We began the class by reflecting on Integrative Seminar I, the areas of study we explored, our relationship with the material and our renewed relationship with our cityscape. Through this we were able to begin thinking about the elements that allow for ‘ownership’ of a city – how do we own our city? how do we encounter it? does it share its secrets with us? These questions helped us lead the discussion to the idea of memory, impressions, imprinting and the emotions of the city that emerge out of our interactions with it. The students and I talked about the different ways in which the city comes to be through poetry and prose, and we read passages from The Love Song of J Alfred Prufrock by T S Eliot, and the ways in which the protagonist reflects on the nature of the self through his encounters with the city.

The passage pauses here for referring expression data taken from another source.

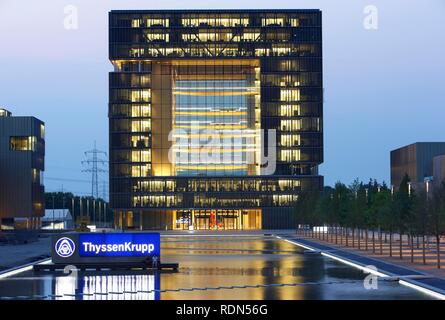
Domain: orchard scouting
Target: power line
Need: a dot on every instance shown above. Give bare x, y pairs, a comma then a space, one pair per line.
94, 162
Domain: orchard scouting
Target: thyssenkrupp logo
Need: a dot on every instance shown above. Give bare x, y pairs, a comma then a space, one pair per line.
65, 247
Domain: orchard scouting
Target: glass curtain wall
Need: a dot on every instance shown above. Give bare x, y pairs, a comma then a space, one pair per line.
216, 115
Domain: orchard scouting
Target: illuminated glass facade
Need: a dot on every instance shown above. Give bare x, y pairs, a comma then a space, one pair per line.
22, 163
196, 98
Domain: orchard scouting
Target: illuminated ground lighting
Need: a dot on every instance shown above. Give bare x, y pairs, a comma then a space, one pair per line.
18, 270
422, 289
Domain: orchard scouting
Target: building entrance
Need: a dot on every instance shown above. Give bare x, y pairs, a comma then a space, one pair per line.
221, 219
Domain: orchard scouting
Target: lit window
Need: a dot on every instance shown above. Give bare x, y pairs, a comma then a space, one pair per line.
23, 143
42, 131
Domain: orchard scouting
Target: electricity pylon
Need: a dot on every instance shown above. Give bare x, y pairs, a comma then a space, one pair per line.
95, 165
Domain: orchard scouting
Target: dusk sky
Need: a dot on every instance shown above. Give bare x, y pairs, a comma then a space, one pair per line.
383, 88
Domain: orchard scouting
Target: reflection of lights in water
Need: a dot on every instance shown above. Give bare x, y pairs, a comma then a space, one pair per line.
65, 285
99, 287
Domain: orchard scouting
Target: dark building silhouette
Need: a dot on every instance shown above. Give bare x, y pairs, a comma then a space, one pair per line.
415, 160
190, 92
22, 152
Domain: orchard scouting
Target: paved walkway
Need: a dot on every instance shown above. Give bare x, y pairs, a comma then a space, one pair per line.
405, 273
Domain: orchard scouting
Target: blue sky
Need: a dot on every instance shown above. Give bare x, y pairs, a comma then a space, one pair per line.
383, 88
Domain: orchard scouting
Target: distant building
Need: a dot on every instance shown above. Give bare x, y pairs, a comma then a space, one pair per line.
416, 160
22, 152
57, 219
439, 169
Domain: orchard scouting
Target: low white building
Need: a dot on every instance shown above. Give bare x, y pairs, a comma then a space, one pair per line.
57, 219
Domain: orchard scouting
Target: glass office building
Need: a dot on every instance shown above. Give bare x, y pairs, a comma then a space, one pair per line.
215, 117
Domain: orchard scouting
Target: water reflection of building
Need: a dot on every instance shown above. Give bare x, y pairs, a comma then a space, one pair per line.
108, 287
192, 83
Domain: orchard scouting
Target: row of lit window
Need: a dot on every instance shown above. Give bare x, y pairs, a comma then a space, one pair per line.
215, 50
26, 143
214, 22
218, 186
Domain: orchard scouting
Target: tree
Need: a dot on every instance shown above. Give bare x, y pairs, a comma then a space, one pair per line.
437, 216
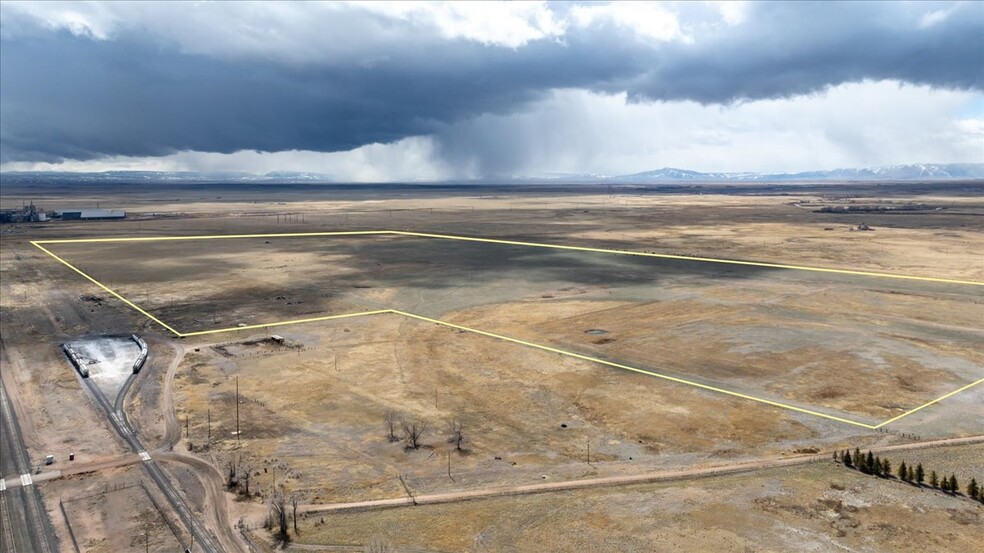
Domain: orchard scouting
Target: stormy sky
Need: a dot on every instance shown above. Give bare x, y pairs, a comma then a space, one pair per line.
424, 91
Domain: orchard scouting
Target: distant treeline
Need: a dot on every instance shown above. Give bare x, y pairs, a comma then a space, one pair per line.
869, 463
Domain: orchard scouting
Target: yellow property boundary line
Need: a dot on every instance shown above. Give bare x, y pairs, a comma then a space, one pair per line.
40, 245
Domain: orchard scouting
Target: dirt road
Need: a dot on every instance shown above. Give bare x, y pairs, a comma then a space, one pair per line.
678, 474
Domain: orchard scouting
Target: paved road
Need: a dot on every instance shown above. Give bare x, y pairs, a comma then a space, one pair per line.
204, 539
24, 523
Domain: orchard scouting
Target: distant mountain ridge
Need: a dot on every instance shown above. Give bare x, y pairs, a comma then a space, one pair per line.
913, 172
919, 171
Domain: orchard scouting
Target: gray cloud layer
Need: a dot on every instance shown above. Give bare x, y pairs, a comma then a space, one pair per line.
134, 93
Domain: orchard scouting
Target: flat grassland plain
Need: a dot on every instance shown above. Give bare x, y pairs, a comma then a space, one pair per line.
313, 409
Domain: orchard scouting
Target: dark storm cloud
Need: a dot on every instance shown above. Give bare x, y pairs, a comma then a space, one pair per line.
798, 48
64, 96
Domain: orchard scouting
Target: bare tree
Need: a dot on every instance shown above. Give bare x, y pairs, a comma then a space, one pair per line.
392, 420
246, 469
294, 499
378, 544
412, 430
278, 510
456, 433
232, 465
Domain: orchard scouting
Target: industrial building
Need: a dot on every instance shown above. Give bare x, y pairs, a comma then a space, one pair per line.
90, 214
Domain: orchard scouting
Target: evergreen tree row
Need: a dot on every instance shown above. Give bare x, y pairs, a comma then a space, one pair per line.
873, 464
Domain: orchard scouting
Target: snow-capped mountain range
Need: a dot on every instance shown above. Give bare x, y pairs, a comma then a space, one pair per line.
914, 172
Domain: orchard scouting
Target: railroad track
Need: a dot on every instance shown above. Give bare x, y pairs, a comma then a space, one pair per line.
202, 537
39, 530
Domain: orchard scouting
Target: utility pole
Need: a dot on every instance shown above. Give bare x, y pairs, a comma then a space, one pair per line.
237, 410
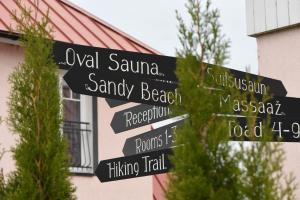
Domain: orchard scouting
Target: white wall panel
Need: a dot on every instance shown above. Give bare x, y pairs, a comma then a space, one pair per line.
250, 17
294, 8
267, 15
283, 13
259, 15
271, 14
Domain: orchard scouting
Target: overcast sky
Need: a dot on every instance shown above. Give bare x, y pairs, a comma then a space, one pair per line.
154, 23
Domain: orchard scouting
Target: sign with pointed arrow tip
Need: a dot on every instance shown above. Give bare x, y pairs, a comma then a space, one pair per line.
114, 103
146, 164
157, 139
142, 78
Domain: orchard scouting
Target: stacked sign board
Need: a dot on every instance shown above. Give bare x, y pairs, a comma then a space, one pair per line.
121, 77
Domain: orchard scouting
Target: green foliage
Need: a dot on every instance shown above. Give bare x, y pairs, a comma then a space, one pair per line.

We began  by reading a few passages from Invisible Cities, laying out our first impressions of the language, questioned its use of imagery and metaphor and discussed the importance of the voice…who was speaking? Were these impressions seen from far away or from the by lanes of the spaces. Did the voice matter? I spoke with the students about a passage from the Ramayana of Valmiki, where Hanuman, who flies across the oceans first sees the mighty city of Lanka with its staircases of crystal, its floors of precious stones and its latticed windows that let the moonlight filter through.

Using these as milestones the students began to lay out the language of description and the ways in which it spoke to the reader. The students reinterpreted the story by standing inside the city space.

 

Assignment: Choose a story and write a minimum of 500 words to retell the story as a voice of an inhabitant.